International construction firm Bechtel Corporation plans to move its corporate headquarters from San Francisco to Reston, Virginia, by the end of 2018, executives said Thursday, moving the company’s headquarters out of California for the first time in more than a century.
The firm’s Reston office has functioned as a de facto “operational headquarters” since 2011, with chairman and chief executive Brendan Bechtel based there alongside about 1,300 employees.
Bechtel has been headquartered in San Francisco since the early years of the 20th century. But in recent decades the company’s business units in Houston and the D.C. area have grown to greater prominence as the firm’s work has grown with oil and gas construction services, management of nuclear facilities and government contracting.
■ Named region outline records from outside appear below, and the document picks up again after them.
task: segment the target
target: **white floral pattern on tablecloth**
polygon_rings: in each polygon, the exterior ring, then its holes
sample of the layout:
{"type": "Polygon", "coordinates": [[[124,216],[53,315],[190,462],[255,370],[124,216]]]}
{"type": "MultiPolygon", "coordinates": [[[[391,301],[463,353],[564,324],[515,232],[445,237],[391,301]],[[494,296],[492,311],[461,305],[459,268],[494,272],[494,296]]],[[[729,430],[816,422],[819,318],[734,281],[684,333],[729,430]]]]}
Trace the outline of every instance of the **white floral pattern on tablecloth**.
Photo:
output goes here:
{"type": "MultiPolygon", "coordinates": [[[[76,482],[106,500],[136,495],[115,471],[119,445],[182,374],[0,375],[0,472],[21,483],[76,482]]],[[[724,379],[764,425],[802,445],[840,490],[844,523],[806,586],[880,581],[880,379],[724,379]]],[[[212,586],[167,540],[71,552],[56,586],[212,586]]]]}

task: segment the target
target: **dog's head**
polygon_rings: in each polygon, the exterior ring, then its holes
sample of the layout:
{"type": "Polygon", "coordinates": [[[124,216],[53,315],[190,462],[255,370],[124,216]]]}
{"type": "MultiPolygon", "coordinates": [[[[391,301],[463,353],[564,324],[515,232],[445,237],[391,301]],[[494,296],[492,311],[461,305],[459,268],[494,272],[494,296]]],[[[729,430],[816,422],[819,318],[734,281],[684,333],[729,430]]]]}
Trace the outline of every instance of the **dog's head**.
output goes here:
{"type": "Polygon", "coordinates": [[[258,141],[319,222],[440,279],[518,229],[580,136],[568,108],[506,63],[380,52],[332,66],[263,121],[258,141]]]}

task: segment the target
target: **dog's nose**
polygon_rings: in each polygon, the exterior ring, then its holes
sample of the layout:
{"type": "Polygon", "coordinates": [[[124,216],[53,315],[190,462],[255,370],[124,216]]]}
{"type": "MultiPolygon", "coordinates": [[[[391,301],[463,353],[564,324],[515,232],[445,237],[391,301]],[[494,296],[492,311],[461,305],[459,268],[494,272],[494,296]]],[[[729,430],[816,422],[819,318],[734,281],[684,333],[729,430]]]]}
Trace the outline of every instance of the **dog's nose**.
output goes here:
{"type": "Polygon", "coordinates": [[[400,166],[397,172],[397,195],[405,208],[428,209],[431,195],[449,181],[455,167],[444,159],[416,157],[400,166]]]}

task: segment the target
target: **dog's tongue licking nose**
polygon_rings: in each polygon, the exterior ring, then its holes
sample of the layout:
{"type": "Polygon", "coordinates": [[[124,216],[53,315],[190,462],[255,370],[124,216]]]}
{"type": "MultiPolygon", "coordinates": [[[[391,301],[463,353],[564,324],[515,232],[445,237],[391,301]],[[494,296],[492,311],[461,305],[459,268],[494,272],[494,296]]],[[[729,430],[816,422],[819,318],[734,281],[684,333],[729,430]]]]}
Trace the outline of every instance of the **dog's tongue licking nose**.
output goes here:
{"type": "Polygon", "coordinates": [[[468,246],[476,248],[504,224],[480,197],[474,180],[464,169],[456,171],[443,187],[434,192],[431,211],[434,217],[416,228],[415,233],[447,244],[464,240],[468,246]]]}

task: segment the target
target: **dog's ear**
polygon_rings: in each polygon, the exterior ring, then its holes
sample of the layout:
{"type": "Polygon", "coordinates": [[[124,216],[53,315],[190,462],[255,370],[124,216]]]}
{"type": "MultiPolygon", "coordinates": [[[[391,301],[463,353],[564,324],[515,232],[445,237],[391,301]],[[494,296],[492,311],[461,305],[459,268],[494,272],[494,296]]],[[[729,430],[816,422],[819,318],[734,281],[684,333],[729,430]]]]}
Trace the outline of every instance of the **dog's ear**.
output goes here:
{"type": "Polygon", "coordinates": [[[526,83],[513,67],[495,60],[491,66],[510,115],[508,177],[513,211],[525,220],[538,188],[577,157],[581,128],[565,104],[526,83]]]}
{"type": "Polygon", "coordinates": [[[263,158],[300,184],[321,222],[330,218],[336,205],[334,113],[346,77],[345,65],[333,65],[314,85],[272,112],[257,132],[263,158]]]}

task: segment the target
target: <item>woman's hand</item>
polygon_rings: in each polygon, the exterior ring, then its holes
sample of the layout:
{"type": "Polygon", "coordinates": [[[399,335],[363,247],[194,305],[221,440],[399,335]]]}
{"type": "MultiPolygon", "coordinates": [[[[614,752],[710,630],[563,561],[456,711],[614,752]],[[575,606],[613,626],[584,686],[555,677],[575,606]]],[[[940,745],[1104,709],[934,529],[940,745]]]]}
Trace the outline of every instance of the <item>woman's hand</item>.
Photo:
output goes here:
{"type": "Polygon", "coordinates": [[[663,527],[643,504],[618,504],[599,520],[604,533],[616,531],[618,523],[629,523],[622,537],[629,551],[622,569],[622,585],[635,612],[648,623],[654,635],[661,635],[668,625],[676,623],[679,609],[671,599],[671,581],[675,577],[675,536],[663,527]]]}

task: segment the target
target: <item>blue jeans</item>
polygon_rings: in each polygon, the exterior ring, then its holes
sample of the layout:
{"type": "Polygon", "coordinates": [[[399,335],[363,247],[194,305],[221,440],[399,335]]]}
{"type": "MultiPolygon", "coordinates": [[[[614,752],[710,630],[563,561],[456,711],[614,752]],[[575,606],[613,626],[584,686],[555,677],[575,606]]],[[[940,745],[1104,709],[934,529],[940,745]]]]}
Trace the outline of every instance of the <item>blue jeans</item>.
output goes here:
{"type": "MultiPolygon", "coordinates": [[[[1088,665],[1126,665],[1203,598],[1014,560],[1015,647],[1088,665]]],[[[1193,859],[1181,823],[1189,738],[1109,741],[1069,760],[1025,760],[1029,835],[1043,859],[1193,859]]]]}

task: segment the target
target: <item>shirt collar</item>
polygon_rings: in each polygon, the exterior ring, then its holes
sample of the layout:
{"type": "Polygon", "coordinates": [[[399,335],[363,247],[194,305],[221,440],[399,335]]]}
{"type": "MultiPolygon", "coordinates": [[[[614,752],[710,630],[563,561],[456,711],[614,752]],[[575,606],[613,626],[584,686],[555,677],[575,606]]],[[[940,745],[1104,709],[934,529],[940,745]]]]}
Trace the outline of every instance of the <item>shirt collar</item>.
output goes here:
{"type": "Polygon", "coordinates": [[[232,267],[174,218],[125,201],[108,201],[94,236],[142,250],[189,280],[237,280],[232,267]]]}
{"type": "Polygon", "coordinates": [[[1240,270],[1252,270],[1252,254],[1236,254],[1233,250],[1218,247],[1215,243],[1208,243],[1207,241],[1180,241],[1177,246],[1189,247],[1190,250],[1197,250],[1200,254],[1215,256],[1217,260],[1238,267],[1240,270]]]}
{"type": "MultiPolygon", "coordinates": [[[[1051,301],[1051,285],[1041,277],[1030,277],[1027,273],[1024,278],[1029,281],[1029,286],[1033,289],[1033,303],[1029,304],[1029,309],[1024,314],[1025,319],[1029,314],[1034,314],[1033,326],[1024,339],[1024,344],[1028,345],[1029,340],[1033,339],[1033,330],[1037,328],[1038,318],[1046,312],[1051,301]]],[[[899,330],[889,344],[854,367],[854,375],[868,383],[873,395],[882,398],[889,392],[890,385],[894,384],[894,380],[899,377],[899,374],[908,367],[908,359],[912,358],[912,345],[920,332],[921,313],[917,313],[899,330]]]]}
As technology related firms – or more broadly, firms that operate according to Silicon Valley style principles – continue to prosper, the Bay Area’s high costs make traditional business less attractive. Bechtel is similar to what I’ve seen elsewhere with say Chevron. The HQ remained in the Bay Area, but the jobs gradually shifted elsewhere. Now Bechtel is officially relocating the HQ, but at this point few workers will be affected. It will be interesting to see how long Chevron sticks around there, especially given the region’s hostility to fossil fuels.
But this also says something about Washington. As I noted in my 2013 City Journal article on Washington:
All this intrusion emanates from the legislative and especially the regulatory machinery in Washington. The city has become, in effect, the Brussels of America. So a wider and wider variety of businesses and organizations must be located there to lobby the government that decides their fate. (According to the Center for Responsive Politics, total spending on lobbying rose from $1.6 billion in 2000 to $3.3 billion in 2011.) These firms pay local taxes. So do their workers, who also buy houses, patronize stores, pay tuition at private schools, employ local doctors and lawyers, and so on. The regulatory superstate is turbocharging Washington’s local economy.
This new basis for prosperity could pay huge dividends to the region. The model here might be the defense industry, which has already centralized many operations in the area. Northrop Grumman, for example, recently moved its headquarters from Los Angeles to Washington. Boeing shifted its headquarters from Seattle to Chicago to be closer to defense operations and customers in Washington. Other industries, such as health insurance, may follow suit.
As the article on Bechtel notes, its business is now heavily driven by government contracting, so Washington is the logical place to be. But the fact is almost every business has more to do with the federal government than it used to, voluntarily or not. This creates a gravitational pull for businesses into the Washington area.
Right now San Francisco and Washington are duking it out to see which one can be America’s #2 city behind New York in terms of national/international power and influence. It will be interesting to watch to see how things develop.